Former SDP chairman Ling How Doong, who was Bukit Gombak MP, dies at age 85

Mr Ling How Doong at a Singapore Democratic Party election rally in 2006. He was a one-term MP for Bukit Gombak, holding the seat from 1991 to 1997. PHOTO: LIANHE ZAOBAO

SINGAPORE - To the public, he was a strong personality in opposition politics who had unseated the first woman Cabinet minister in an electoral upset. He was censured for swearing in Parliament, and later became embroiled in a defamation suit.

But former Singapore Democratic Party (SDP) chairman Ling How Doong, who died at the age of 85 on Friday (April 30), had a much softer side in private.

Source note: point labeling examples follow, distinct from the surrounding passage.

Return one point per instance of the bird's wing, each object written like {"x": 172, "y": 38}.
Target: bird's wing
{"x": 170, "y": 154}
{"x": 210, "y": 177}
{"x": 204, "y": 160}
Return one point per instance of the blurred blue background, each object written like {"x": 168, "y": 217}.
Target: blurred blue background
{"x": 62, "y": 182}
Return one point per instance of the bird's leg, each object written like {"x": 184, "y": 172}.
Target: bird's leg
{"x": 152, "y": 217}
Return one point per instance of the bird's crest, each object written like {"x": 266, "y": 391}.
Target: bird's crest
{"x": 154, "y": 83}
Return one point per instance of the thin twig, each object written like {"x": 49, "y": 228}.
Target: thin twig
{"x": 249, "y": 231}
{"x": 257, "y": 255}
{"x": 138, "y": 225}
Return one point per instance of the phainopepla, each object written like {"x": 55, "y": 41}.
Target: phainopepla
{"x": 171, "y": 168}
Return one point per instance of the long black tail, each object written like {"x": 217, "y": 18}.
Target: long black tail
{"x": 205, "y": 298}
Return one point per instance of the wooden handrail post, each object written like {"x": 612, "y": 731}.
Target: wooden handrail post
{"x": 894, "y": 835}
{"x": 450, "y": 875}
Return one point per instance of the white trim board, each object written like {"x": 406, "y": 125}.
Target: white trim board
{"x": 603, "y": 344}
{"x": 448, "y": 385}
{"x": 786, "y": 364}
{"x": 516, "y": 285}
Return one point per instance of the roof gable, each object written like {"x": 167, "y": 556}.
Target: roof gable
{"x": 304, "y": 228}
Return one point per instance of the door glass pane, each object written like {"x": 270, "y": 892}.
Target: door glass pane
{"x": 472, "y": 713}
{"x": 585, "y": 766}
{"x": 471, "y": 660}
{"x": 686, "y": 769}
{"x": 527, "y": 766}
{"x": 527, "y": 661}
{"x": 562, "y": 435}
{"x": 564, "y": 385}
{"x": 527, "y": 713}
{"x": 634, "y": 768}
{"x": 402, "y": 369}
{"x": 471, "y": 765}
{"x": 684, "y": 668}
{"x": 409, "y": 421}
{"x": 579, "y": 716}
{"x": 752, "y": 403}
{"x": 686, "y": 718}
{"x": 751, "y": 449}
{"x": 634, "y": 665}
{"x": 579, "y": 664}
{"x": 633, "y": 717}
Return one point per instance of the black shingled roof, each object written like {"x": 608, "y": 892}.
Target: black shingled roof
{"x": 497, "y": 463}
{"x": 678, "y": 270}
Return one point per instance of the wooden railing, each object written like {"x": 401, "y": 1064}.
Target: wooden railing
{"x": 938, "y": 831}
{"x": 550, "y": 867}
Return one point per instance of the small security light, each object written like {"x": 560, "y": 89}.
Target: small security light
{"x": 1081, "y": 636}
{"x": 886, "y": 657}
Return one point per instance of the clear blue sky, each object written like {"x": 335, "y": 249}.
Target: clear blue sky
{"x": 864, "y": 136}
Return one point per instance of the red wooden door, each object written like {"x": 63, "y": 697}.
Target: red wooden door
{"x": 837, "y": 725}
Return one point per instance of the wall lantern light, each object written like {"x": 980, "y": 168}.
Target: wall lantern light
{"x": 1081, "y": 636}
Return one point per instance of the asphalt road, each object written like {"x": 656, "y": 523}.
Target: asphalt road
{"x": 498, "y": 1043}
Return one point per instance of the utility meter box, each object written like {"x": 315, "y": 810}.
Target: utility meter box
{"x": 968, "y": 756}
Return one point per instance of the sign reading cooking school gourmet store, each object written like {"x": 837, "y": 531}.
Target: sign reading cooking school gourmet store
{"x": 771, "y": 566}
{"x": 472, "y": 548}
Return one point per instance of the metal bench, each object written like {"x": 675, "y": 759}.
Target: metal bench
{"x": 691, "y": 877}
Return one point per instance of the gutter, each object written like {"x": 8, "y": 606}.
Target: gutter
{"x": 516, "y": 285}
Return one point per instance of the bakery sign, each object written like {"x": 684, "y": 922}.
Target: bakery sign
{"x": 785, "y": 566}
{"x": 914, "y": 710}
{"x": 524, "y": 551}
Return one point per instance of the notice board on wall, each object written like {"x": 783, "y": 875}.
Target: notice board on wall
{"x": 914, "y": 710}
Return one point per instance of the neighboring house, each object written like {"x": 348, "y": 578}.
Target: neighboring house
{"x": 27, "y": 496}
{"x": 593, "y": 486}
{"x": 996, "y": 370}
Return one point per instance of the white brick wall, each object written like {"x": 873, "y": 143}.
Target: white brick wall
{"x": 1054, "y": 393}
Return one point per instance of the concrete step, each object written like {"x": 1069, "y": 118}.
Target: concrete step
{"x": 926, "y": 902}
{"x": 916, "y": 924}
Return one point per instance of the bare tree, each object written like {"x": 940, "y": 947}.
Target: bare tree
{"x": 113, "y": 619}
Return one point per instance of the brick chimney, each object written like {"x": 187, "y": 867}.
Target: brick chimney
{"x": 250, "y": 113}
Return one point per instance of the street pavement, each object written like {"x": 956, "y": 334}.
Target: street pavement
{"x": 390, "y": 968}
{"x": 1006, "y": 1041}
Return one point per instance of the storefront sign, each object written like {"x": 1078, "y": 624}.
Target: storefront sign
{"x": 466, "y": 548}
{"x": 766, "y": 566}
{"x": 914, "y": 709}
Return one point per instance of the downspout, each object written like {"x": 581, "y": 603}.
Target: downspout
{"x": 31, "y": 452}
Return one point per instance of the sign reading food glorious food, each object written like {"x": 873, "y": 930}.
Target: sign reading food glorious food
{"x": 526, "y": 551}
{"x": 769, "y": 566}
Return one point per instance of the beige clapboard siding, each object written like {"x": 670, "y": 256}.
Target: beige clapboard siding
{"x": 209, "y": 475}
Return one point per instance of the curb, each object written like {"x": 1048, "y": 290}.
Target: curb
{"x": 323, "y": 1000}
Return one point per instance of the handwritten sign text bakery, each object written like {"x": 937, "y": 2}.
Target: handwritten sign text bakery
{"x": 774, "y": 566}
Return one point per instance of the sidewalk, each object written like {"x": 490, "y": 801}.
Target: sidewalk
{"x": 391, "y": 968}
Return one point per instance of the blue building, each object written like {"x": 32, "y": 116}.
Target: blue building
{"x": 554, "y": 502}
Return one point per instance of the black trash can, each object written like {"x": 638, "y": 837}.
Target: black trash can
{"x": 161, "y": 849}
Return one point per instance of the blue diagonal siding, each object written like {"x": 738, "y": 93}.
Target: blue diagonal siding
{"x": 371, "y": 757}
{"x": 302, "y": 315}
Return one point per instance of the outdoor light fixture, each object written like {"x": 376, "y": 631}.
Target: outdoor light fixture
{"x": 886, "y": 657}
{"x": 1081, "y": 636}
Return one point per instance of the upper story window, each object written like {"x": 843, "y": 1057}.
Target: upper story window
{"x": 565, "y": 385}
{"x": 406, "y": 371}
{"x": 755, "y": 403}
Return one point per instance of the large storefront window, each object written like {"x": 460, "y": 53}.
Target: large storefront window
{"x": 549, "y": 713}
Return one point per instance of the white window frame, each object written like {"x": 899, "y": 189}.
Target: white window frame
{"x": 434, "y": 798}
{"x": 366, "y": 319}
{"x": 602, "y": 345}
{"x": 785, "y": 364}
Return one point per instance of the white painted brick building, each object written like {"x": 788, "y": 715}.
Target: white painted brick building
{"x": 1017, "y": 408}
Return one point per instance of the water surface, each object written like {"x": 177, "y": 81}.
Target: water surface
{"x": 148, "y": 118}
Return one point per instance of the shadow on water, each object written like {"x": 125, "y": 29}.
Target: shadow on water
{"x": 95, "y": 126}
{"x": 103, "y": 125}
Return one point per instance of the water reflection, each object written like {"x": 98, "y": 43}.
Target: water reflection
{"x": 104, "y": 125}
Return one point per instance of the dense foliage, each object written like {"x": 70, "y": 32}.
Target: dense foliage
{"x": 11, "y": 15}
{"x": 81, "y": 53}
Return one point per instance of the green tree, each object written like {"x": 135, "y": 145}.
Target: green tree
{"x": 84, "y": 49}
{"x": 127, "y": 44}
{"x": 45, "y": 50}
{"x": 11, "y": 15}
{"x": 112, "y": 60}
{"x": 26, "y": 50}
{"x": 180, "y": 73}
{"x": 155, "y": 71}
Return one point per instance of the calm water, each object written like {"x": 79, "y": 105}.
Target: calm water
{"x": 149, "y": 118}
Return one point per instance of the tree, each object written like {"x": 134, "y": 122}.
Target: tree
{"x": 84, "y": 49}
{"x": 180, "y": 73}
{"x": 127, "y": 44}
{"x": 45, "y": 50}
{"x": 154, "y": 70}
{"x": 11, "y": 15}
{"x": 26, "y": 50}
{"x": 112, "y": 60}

Mr Philip Ling, 54, the second of his three sons, said his father doted on his grandchildren and enjoyed cooking and spending time with family in his later years.

A man of few words when he was around loved ones, the late Mr Ling never brought the hurly burly of his political career back home.

"We didn't even know he entered politics until we read it in the newspapers," his son told The Straits Times on Saturday at Mr Ling's funeral wake at the Singapore Casket in Lavender Street.

A practising lawyer who was bilingual, Mr Ling became SDP's chairman in 1984 and lost his first election in Chong Boon that same year. He then contested in Bukit Gombak in 1988, crossing swords with People's Action Party (PAP) candidate, Dr Seet Ai Mee.

The pair would meet again during the next general election in 1991, and it was then that Mr Ling rose to prominence. He beat Dr Seet, who was acting minister for community development, by 654 votes and was elected alongside then-SDP chief Chiam See Tong and Mr Cheo Chai Chen in the party's best electoral performance to date.

Then came a falling out between Mr Chiam and current SDP chief, Dr Chee Soon Juan, which led to Mr Ling becoming SDP's parliamentary leader in 1994 and Mr Chiam quitting the SDP ahead of the 1997 election to lead the Singapore People's Party (SPP).

After just one term as an MP, Mr Ling lost his seat in the 1997 polls.

His opponent, PAP's Ang Mong Seng, won 65.14 per cent of the vote in a three-cornered fight with Mr Ling and an SPP candidate.

Mr Ling contested the elections again in 2001 and 2006, losing both times. He stepped down as SDP chairman in 2007.

In a Facebook post on Saturday, Dr Chee said Mr Ling was a tireless defender of workers' rights and advocate for the protection of the needy and vulnerable.

"On this May Day weekend, it is befitting that we remember a Singaporean who loved his country and gave much to his fellow citizens by standing up for them at a time when such voices were rare."

Dr Chee added that Mr Ling had retired from law several years ago and was inactive in politics by 2015.

Mr Ling's son, Philip, said his father shunned the limelight after he retired.

"He lived a very simple life," the younger man said, adding that his father continued to live in his flat in Bukit Merah after his political and legal career was over.

Mr Ling later found out that he had a chronic lung disease and he became gaunt as he had trouble swallowing. He was admitted to hospital on Wednesday for surgery to insert a feeding tube into his abdomen but contracted pneumonia and died.

"We didn't expect it. It was very sudden, the escalation of his condition," said Mr Ling's youngest son, Joseph, 51. He said was proud his father had stood up for his values.

"From the conversations I had with him, I knew it was tough being an MP, all the more an opposition MP. He did a lot but was often not appreciated. Any time something went wrong, it is always in the news. It was a thankless task."

Mr Ling, a Christian, leaves behind his wife, Madam Toh Siew Ing, 84, his sons and four grandchildren. He will be cremated at Mandai Crematorium on Sunday.